Однажды теплым майским вечером, как и обычно, друзья отправились на Ильинку. Вульф встретил их с подчеркнутой вежливостью и заговорщицки-загадочно поинтересовался:
— Ну-с, молодые мои друзья, вас, как водится, интересуют новинки или что-нибудь этакое в духе Эзопа? — И, не дав им рта раскрыть, продолжал: — А вы что-нибудь слыхали о Чернышевском?
— Да так, кое-что…
— А вот этого-то вам и нельзя не знать, будущие живописцы! Непростительно! Я сожалею, что не могу вам предложить «Диссертацию» господина Чернышевского. Но советую непременно разыскать.
— Да где же, Харитон Андреевич, мы ее разыщем?
— А это уж ваше дело. Постарайтесь. Тиражом она вышла маленьким, всего четыреста штук. Но, думаю, найти при желании можно.
Друзья подозревали, что книга эта у Вульфа есть, есть, да не про их честь, если тираж и в самом деле такой ничтожный. Но ведь можно же найти, должны они ее найти, эту книгу.
— А я вот что думаю, — сказал Шишкин. — Аполлон Николаевич непременно имеет книгу, он не пропускает ни одной новинки, имеет на все свой взгляд… Да и связи у него, сами понимаете, не нашего порядка.
— А кто такой Чернышевский? — спрашивал Ознобишин. — До сего дня ничего о нем не слыхивал… Ты, Иван, выведай у Мокрицкого все, что можно.
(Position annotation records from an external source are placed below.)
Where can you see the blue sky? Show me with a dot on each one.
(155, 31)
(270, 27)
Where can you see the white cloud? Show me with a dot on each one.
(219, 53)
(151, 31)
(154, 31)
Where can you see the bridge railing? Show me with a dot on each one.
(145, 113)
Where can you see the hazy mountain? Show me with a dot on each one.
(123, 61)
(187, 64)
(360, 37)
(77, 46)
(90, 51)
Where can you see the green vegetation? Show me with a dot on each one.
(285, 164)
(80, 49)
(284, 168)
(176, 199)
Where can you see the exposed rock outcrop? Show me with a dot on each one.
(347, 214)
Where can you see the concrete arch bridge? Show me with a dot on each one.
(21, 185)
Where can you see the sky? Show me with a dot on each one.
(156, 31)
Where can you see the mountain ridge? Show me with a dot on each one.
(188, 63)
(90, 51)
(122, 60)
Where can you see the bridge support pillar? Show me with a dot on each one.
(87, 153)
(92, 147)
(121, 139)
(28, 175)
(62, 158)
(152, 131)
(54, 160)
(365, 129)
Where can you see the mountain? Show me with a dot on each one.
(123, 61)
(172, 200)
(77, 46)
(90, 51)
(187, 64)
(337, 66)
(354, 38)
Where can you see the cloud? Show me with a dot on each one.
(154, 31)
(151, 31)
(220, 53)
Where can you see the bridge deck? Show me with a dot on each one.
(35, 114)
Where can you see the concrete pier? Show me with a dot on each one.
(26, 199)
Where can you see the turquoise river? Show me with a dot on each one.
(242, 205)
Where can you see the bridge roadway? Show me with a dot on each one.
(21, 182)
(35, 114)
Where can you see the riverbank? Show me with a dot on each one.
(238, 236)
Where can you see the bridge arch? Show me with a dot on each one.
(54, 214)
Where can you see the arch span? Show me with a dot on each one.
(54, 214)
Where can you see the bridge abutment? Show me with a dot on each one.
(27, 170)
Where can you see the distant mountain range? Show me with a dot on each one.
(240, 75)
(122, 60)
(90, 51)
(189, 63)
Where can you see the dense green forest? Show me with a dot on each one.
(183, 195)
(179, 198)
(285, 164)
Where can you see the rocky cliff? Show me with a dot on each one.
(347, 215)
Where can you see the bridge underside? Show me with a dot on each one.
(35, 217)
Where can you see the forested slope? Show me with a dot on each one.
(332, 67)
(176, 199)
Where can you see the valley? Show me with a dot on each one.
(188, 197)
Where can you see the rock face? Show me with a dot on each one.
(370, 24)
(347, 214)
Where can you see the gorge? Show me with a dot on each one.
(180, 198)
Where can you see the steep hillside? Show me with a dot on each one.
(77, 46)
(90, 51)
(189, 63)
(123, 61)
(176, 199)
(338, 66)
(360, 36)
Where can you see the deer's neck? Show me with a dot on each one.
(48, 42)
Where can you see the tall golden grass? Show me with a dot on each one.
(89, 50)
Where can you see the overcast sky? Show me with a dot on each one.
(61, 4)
Любопытно все же, братцы… И я теперь не успокоюсь до тех пор, пока не подержу в руках книгу…
На том и уговорились — Шишкин, поскольку он в самых близких отношениях с Мокрицким, должен был пойти к учителю и упросить его дать книгу. Хотя бы на день. Или даже на одну ночь.
И вот Мокрицкий вручил Шишкину, как некую награду, небольшую брошюру. Иван в первый момент даже разочаровался: он ожидал увидеть солидный том. Столько разговоров было!.. А тут и читать-то нечего, можно проглотить за каких-нибудь два-три часа. Но Мокрицкий, словно угадав мысли ученика, заметил: «Мал золотник, да дорог».
Дома, в Харитоньевском переулке, в тесной каморке под чердаком, Шишкина ждали друзья. Он явился веселый, возбужденный, положил книгу на стол, сообщил:
— Прежде всего, друзья, о Чернышевском… Двадцати семи лет от роду. Был учителем в Саратове. Теперь живет в Петербурге. Но лучше давайте прочтем, сначала чтение, потом разговоры…
Читали вслух, по очереди. В ночной тиши звучал голос то Шишкина, то Гине, Ознобишина, Перова… И слышно было, как стучит собственное сердце, как звенит эта тишина, прерываемая лишь одним голосом. Казалось, Чернышевский подслушал их мысли и высказал то, что так или иначе волновало каждого из них.